Furthermore, I didn't exactly use my free time to immerse myself into the culture. While others explored new TV shows, saw movies, and read books in their spare time, I spent a good deal of time playing video games, often repeating the same ones. Others discovered new music, while I listened to a small crop of songs on repeat, many of which were obscure. For about six years from 2004-2009, I tried to cram as much poker-playing into my life as possible. That made for some fun, interesting experiences, and some good stories, but it didn't do anything for passive absorption of information. Even after quitting poker, it was difficult for me to push myself to experience new things on my time. I'd often opt to watch re-runs of shows or movies rather than trying something new, because God forbid I might not like it and realize I had ::gasp:: wasted my time.

After considering all of this, it's overwhelmingly obvious why I woke up in the year 2017 not knowing anything about anything. I've spent most of my life actively rejecting knowledge except that which I deemed pertinent to my career.

So after my first season of LearnedLeague, I was pretty mad that I performed much worse than people I was friends with and a legion of smart people that I've never met. I can probably count on one hand the number of activities that I both enjoy and am bad at -- golf is probably the only one I can think of off the top of my head (and I am horrid at golf...if you think shooting a 110 is bad, don't talk to me). There were only two options. Either I work to get a LOT better at LearnedLeague or I quit it forever. The problem is that I still had no interest in Da Vinci's paintings, or the Franco-Prussian War, or the states of Australia, or movies made in black-and-white, or TV legal dramas, or boxing, or Shakespeare, or Greek mythology, or the myriad other things that are completely obsolete to my everyday life unless they appear in a trivia question.

So what was going to win out here? My extremely petty level of competitiveness or my honest-to-God apathy toward what I perceive to be useless information? Would it be the gym class hero or the habitual watcher of re-runs?

With me, the gym class hero wins every time.

So I plowed ahead with LearnedLeague and tried to get better. I've tried memorizing new things and reading books on different topics. I now record every episode of Jeopardy!. I began listening to a trivia podcast about a month after making fun of someone in my mind for telling me that they listen to a "trivia podcast". It sounds like a lot of effort, and it is, but there have been some benefits in the form of lifestyle changes. I've basically quit watching TV re-runs and have mostly phased out video gaming.
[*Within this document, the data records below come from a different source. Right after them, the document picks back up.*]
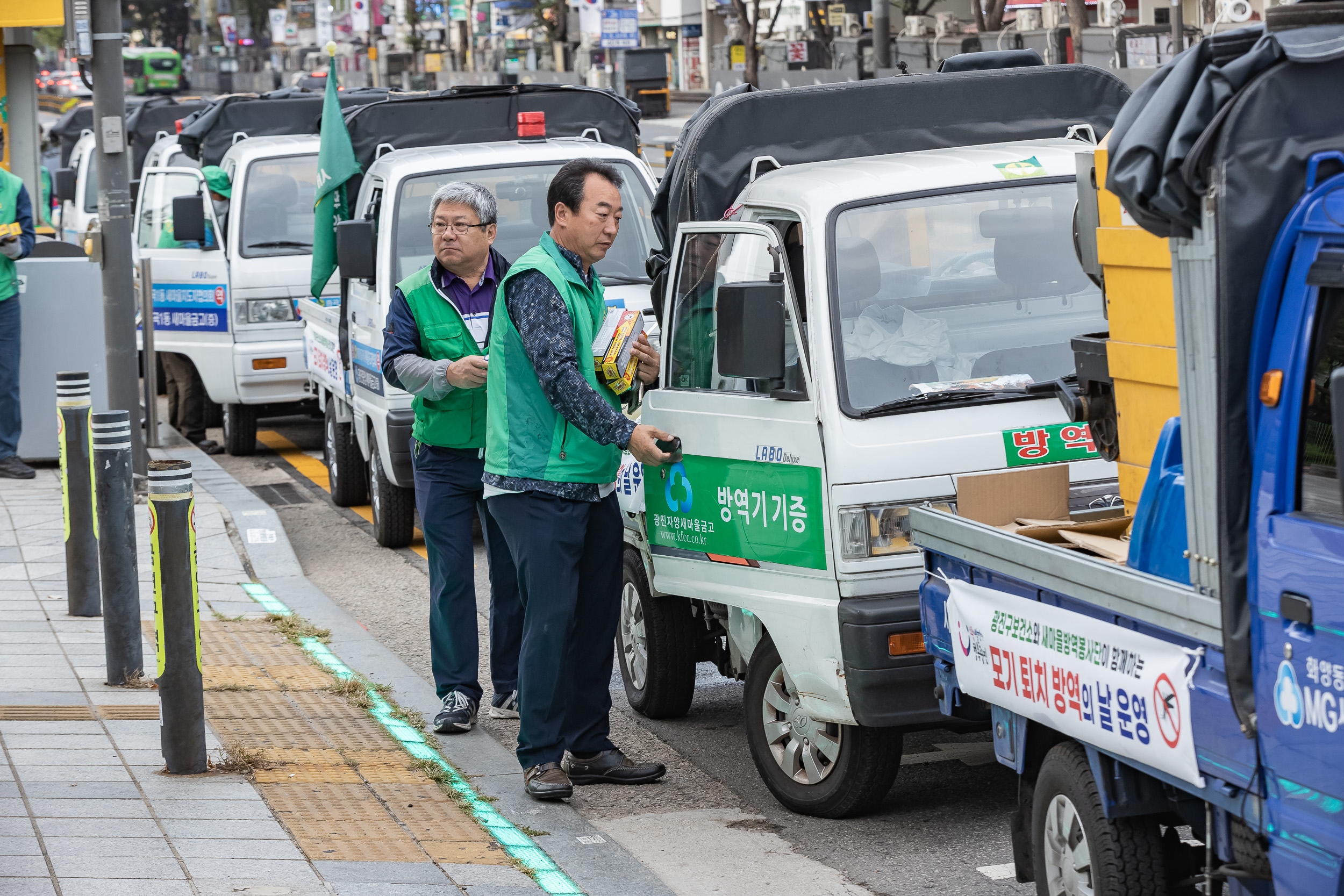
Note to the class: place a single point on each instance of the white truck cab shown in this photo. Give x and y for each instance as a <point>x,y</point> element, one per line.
<point>369,421</point>
<point>921,292</point>
<point>227,303</point>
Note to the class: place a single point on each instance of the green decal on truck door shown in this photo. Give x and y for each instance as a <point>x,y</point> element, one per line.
<point>1050,444</point>
<point>769,512</point>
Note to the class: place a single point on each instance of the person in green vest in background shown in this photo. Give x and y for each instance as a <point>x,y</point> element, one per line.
<point>434,348</point>
<point>553,448</point>
<point>15,209</point>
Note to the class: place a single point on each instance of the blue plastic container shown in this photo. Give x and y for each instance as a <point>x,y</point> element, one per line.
<point>1157,539</point>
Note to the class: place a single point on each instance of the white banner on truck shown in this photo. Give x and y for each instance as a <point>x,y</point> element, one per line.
<point>1113,688</point>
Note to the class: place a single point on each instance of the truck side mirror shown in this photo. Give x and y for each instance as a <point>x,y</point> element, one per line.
<point>750,331</point>
<point>189,219</point>
<point>355,245</point>
<point>65,184</point>
<point>1338,421</point>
Whenever I'm going to spend my spare time on entertainment, I make the choice to experience something new. Hell, I even sample some old movies now. I watched The Sting the other night and liked it a great deal. Is it all being done due to this stupid push to be competitive at an online trivia competition with no prizes? Yeah, probably. But it's also probably going to make me more well-versed in the culture and such, which is good, I guess.

Make no mistake -- I'm behind the 8-ball here. Trying to rapidly (re)acquire a lifetime's worth of knowledge on the wrong side of 30 is no easy task, as my brain's capacity for memory and learning is no longer what it was. But I have improved...I've since gotten about double the amount of questions right that I did in my first season of LearnedLeague, and while I'm still in the bottom quartile of players on the site, at least I can say good-bye to my days in the bottom 3%. Hopefully this means my learning capabilities aren't quite fried yet.